Cuts start at the bottom

We have been well warned and fully understand the reasons for severe spending cuts which will affect us all.

For the people in the Borders, however, there is a little bit extra to pay due to the Icelandic bank fiasco.

Nevertheless we have always been assured by our politicians that the less well off and vulnerable members of our society would be protected from these cuts. It would appear, however, that this is not to be the case in the Borders.

A substantial number of people in our ageing population enjoy independent living, but are finding their situation is becoming increasingly difficult.

These are not benefit scroungers, their circumstances are all too familiar and arise after a working life on low pay and no occupational pension scheme or savings to fall back on. Others may experience financial hardship through long-term ill health, disability or loss of a partner. Many manage to scrape through on an income which is a fraction of a councillor’s basic allowance.

It is the frail and vulnerable who are being overwhelmed by disproportionate increases in the cost of living and fuel to heat their homes. For a number of reasons many in this group rely heavily on home-care alarms and the meals on wheels provided by the council. Last Thursday councillors approved an increase of 40p per day for the meals, making total monthly cost £120 to the pensioner.

The consequences of this increase, which to some of us may be paltry, will certainly result in considerable hardship for many, and in some cases the meals will be unaffordable.
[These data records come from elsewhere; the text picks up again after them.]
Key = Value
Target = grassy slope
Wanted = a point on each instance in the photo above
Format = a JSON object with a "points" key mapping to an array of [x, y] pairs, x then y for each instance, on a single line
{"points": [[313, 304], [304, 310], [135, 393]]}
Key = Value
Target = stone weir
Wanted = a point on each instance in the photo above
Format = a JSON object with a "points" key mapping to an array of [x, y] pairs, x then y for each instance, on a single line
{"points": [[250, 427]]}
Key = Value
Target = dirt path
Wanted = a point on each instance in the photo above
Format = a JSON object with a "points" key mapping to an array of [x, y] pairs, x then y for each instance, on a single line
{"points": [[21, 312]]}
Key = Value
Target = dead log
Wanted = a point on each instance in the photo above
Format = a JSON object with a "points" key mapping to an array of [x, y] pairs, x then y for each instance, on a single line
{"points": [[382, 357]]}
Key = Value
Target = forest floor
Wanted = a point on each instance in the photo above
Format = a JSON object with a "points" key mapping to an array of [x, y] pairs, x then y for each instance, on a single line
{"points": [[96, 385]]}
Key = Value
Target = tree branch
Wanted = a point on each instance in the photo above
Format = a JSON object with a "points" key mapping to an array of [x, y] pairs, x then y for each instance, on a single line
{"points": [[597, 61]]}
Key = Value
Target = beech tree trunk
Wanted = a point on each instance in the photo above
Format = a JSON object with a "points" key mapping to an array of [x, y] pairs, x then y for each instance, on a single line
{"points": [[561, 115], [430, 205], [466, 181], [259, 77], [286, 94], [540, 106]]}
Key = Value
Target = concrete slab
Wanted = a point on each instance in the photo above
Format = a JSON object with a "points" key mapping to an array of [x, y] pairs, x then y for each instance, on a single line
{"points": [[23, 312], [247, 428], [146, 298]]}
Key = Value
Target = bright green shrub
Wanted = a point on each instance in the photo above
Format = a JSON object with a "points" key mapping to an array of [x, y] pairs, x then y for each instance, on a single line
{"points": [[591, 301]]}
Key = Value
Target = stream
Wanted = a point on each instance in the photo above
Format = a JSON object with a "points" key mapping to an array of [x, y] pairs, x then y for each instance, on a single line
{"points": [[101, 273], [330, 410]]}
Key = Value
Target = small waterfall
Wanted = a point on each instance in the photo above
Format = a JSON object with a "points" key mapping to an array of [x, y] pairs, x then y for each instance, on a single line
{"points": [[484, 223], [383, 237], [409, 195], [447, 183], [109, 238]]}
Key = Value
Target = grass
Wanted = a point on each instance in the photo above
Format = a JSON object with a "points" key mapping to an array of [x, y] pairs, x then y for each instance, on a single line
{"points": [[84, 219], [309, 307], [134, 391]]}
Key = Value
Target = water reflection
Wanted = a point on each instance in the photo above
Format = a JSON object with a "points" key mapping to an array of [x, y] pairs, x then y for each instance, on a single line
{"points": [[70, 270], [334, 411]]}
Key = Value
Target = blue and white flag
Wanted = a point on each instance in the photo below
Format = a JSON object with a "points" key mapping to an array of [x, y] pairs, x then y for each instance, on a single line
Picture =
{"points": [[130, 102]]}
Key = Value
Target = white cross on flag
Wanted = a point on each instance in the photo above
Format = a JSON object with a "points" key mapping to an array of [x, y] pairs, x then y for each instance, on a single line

More serious, however, is the prospect of increasing numbers in this group finding they are no longer able to sustain themselves living independently and require to be taken into residential care at a cost of approximately £2,000 per month each. This makes no sense at all and these increased charges should be withdrawn without delay.

It is to be hoped that the information passed by the council to the firm it engaged, as reported in TheSouthern last week, has been sifted sufficiently to ensure that innocent people such as the elderly are not caused undue anxiety or distress. The wisdom of any council passing control of information it holds on single-occupancy households to any private company or individual is open to question.

Andrew I. Farquhar

Wilton Dean


The opinions expressed in the Southern’s comment column of February 3 would appear to reflect the thoughts of many Borderers who would applaud the efforts of Scottish Borders Council to avoid compulsory redundancies under extremely difficult circumstances of a budget reduction imposed by a Con Dem government.

Working with the trade unions to protect as many jobs as possible and maintaining essential services is indeed commendable to all involved.

However, those in SBC attempting to achieve the high standards required to ensure a service to Borderers need full support from those who hold the purse strings. Unfortunately, this does not appear to be the case.

The Con Dem Government has decided to reduce masses of funding in the knowledge that this will reduce the amount of people employed and also cause a diminution of services. How can it be possible to reduce a deficit under these circumstances?

Its strategy and dogmatic approach will not get Britain on a firm footing and is in great danger of pushing us into a position which would have the opposite effect. Remember, this is year one of the cuts – what is sacrificed year two?

The current difficulties were as a direct result of the greed of the capitalist system which allowed banks and other financial institutions to cause this global crisis. Labour was not responsible for the massive difficulties suffered in the economies of the USA, nor of Spain, Greece, and Germany etc.

How is it financially sound to cut thousands of jobs within public services?

If I work for the council in a full-time job almost £100 is deducted from the wage and is redistributed back into society, helping to pay old-age pensions, national health and all the other benefits of British society. They further contribute to their own pension scheme as well as paying council tax, electric, gas, phone etc. The contribution they make while in work benefits us all. If this job is lost due to cuts then the state must find the money from somewhere else – yes some other worker.

To get to work they will probably travel and use a car because of need. The government has raised vat to 20 per cent, meaning paying more for travel costs to get to work. Why oh why is it that when this government states that we will all have to suffer, what it really means is the people who work for a living will take the pain due to the increases imposed.

It’s about time that those Borderers in work joined in fighting back against those political parties who are operating on an ideology, not because of necessity.

Rab Stewart

(prospective candidate for the Labour party, Ettrick, Roxburgh and Berwickshire)

High Street


I have looked at the Scottish Borders Council budget proposals for an indication that the cuts may affect some of the higher-paid employees.

However, I looked in vain and it appears that the cleaners will be the only ones who lose out by reductions in their working week. This in a week when a new £90,000-per-annum director is appointed. A four-day week for senior directors and the chief executive on such salaries would equate to an £18,000 per annum saving per post which, given even an £8-per-hour wage for cleaners, would equate to 2,250 cleaning hours.

It appears that those on the lowest pay will be the ones to carry the heaviest burden of cuts. Whoever suggested we are all in this together clearly didn’t have SBC in mind.